Maybe all of this is just to say being a grown up is a mental process. It’s what you think you are or believe yourself to be and right now today I declare I’m not a grown up!
I’ve spent the last 18 or so years of my life trying to decided what I’m going to be when I grow up. I’ve tried on a few hats found some things I excel at, found even more things I suck at…but I still haven’t found that thing that brings a smile to my face every time I head out the door. I know its out there somewhere because we’ve met before. The only problem is the job that use to make me so happy got rolled into another job, that got rolled into another job and at some point I gave up on trying to keep up.

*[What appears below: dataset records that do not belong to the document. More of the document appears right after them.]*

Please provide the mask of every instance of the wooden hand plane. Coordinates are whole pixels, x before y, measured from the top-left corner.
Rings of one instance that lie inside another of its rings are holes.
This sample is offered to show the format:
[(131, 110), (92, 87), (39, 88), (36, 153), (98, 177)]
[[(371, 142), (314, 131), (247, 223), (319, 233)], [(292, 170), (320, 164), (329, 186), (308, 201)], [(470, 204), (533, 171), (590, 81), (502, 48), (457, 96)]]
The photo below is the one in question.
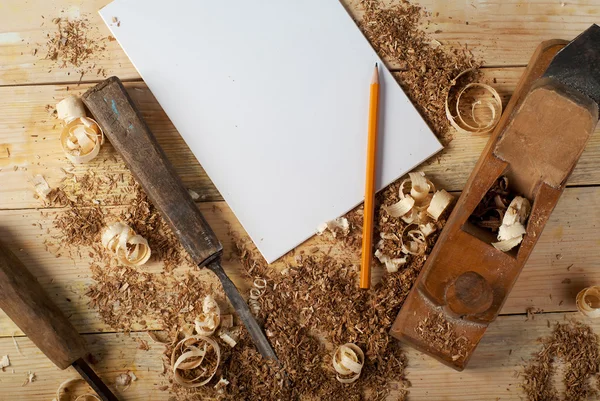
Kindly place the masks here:
[[(462, 370), (496, 319), (598, 122), (600, 27), (538, 46), (390, 334)], [(500, 177), (532, 204), (518, 248), (469, 220)], [(433, 324), (432, 324), (433, 323)]]

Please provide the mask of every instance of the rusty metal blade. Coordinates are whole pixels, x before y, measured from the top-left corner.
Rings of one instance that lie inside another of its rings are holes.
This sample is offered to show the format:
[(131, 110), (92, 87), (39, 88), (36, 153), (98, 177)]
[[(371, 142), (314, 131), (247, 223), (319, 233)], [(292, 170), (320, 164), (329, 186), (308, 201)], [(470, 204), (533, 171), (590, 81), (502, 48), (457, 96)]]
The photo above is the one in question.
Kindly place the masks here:
[(600, 27), (589, 27), (559, 51), (544, 77), (576, 89), (600, 105)]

So here I am again…back at square one but this time I’m being grown up (aka smart) about it. This time I’m going to school to be something that people will need in the days and years to come. I have another degree that I thought was a high demand high need type thing but then found out not so much….so this time I decided to springboard myself. I’m going to school for one thing to get my foot in the door then I’m going back in 2 years to get an advanced degree, which I can build upon from there. Smart huh? Only thing is I’m not sure it will bring me the joy I’m looking for.
With 4 kids I understand the importance of working, without money we have no home, no food, no car, no clothes but at the same time I don’t want to just work. That leads to almost immediate burn out. I want to like what I’m doing and where I’m doing it at. I want to be able to leave each day with a since of satisfaction in myself for a job well done.
Is that asking to much? It’s possible but is that what I’m going to continue to strive for? You betcha! One day I will grow up (maybe) and when I do I will know how to do a whole bunch of things that may or may not come in handy. Hopefully sometime in between here and there I find whatever it is I’m looking for and am able to do it with all the joy and satisfaction my heart possesses.
When I was younger I had a cherished nickname, I loved it and it was so fitting to me and the person I was. I was a happy, bouncy, vivacious young person.
As I git older people started telling me I couldn’t be that way anymore because I was a young lady, I was a woman, I was a mom and that sort of behavior was unacceptable so I stopped being me and started wearing all these other hats…. Soldier, mom, parent, provider, responsible adult, wife. With each hat I drifted further away from me.
Now at 38 I want some if that bouncy, vivaciousness back. I know I still have other hats to wear but one day my kids will be out on their own, living their own lives and I won’t know who I am or where I fit because I surrendered myself to be who everyone else told me I needed to be.
I guess some would call it a midlife crisis I call it an awakening. In Wednesday my oldest child will be 17…just one year shy of leaving the nest. That’s a long time to be cut off from who I really am.
Every once in awhile that playful girl comes out and those who have never met her are taken by surprise at how hyper and fun she is but those who know her best are overjoyed at her return…never as much as I am though.
I love myself enough to know that u need to find me before its to late and I loose myself under the weight of these hats. I need to bounce around and be me before I forget who I am and who I can be. I don’t want to loose my playfulness nor the energy that keeps me young. I want to be brave enough to say I will conform to this point and then you can suck rotten eggs so that’s what I’m going to do. Those things that I’ve denied myself because people say you shouldn’t like that or shouldnt be like that…well guess what I’m gonna start doing them cuz that’s just part of who I am.